Il referendum indetto da Tsipras e dall’ex amico Varoufakis (non la Troika, non Angela Merkel) ha condannato l’Europa non a seguire il sacrosanto volere del Popolo, ma a soggiacere ai capricci e alle contraddizioni dell’opinione pubblica.
L’opinione pubblica si forma intorno ad un argomento in modo irregolare, basandosi su notizie parziali; viene stimolato lo stomaco non la mente dei telespettatori (o degli internauti); ci si esprime come di fronte ad un poppante: ci sono dei cattivi e dei buoni, una strega e un cavaliere. L’opinione pubblica è facilmente plasmabile e al contempo può sfuggire di mano in un attimo.
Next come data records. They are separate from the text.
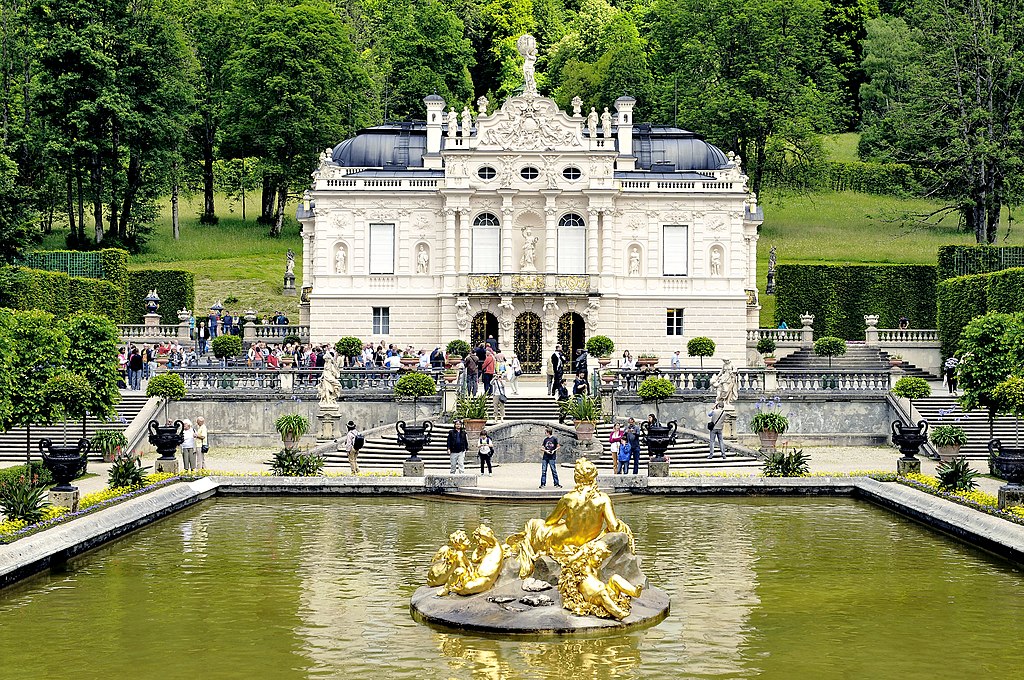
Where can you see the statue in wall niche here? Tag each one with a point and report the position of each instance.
(527, 48)
(527, 261)
(453, 121)
(726, 385)
(422, 260)
(635, 261)
(606, 123)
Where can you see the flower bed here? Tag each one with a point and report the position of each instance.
(973, 499)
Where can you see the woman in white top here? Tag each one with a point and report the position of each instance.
(515, 370)
(188, 447)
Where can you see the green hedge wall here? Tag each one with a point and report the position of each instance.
(840, 296)
(57, 293)
(175, 288)
(964, 298)
(966, 260)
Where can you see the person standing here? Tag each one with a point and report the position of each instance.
(632, 437)
(484, 450)
(515, 370)
(188, 445)
(715, 430)
(550, 459)
(457, 445)
(353, 453)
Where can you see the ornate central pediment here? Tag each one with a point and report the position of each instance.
(529, 124)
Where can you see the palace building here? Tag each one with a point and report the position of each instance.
(531, 224)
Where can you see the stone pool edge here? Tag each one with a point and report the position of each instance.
(54, 546)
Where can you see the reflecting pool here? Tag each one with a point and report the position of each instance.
(318, 588)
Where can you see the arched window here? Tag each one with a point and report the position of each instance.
(486, 244)
(571, 244)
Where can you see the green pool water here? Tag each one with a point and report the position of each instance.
(318, 588)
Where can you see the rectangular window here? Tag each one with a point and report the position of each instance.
(571, 250)
(486, 249)
(674, 322)
(674, 247)
(382, 321)
(382, 249)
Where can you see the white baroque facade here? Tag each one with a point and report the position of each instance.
(535, 225)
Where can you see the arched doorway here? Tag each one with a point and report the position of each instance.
(528, 337)
(484, 325)
(571, 334)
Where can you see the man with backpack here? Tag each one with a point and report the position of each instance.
(353, 442)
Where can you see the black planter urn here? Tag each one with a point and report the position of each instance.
(657, 437)
(65, 463)
(909, 437)
(167, 438)
(414, 437)
(1006, 462)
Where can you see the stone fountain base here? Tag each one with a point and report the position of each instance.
(511, 608)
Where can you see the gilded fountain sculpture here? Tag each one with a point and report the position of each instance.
(582, 554)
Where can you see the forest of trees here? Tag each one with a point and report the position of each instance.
(109, 107)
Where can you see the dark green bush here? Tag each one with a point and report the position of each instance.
(175, 288)
(841, 295)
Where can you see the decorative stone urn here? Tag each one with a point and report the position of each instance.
(414, 437)
(65, 463)
(657, 437)
(166, 439)
(909, 439)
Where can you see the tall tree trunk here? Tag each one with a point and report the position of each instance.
(174, 203)
(279, 217)
(209, 208)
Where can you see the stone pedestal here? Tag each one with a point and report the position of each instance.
(1010, 495)
(905, 466)
(657, 469)
(166, 465)
(70, 499)
(329, 419)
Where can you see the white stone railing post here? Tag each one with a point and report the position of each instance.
(871, 332)
(807, 332)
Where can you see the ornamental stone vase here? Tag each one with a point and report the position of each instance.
(414, 437)
(1006, 462)
(65, 463)
(166, 438)
(657, 437)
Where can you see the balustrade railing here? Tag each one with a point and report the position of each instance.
(896, 336)
(834, 381)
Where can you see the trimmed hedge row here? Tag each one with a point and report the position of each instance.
(963, 298)
(175, 288)
(57, 293)
(840, 296)
(966, 260)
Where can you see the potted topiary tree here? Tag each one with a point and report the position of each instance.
(456, 350)
(601, 346)
(906, 435)
(700, 346)
(947, 440)
(766, 347)
(768, 423)
(291, 427)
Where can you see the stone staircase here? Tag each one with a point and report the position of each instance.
(12, 442)
(858, 357)
(945, 411)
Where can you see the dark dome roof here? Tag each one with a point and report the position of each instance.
(663, 145)
(398, 144)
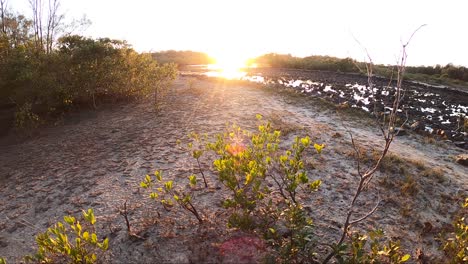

Tsipras aveva il dovere di faregli interessi della Grecia, di cambiare il Paese, un sistema Paese corrotto e arretrato, un sistema Paese che potrebbe rimanere in piede solo autoalimentandosi di corruzione e clientelismo, di certo non in un panorama comunitario; aveva il dovere di discutere una ristrutturazione del debito, forte del mandato democratico di 5 mesi fa, con l’alleato a sorpresa rappresentato dall’Fmi; aveva il dovere di rispettare Angela Merkel che a differenza di Tsipras non può plasmare l’opinione pubblica come crede, al limite del potere che ha democraticamente ottenuto. Angela Merkel per offrire il piano d’aiuti era andata contro i falchi del suo partito, era andata contro l’opinione pubblica tedesca che oggi attacca spietata: “Salva la Grecia con i nostri soldi!”. Era andata incontro agli interessi dei greci, era stata solidale. Ed è stata tradita, costretta a ritornare umiliata di fronte al popolo tedesco, costretta a seguire l’opinione pubblica, e, guarda un po’, non è in vena di favori. Non può apparire debole di fronte all’opinione pubblica.La questione economica, se sia colpa della Grecia che ha fatto troppo male e troppo poco per cambiare, o se sia dell’Europa che ha preteso troppo e troppo in fretta, è una discussione infinita, che si presta a mille interpretazioni, ognuna delle quali porta con sé un pezzo di verità.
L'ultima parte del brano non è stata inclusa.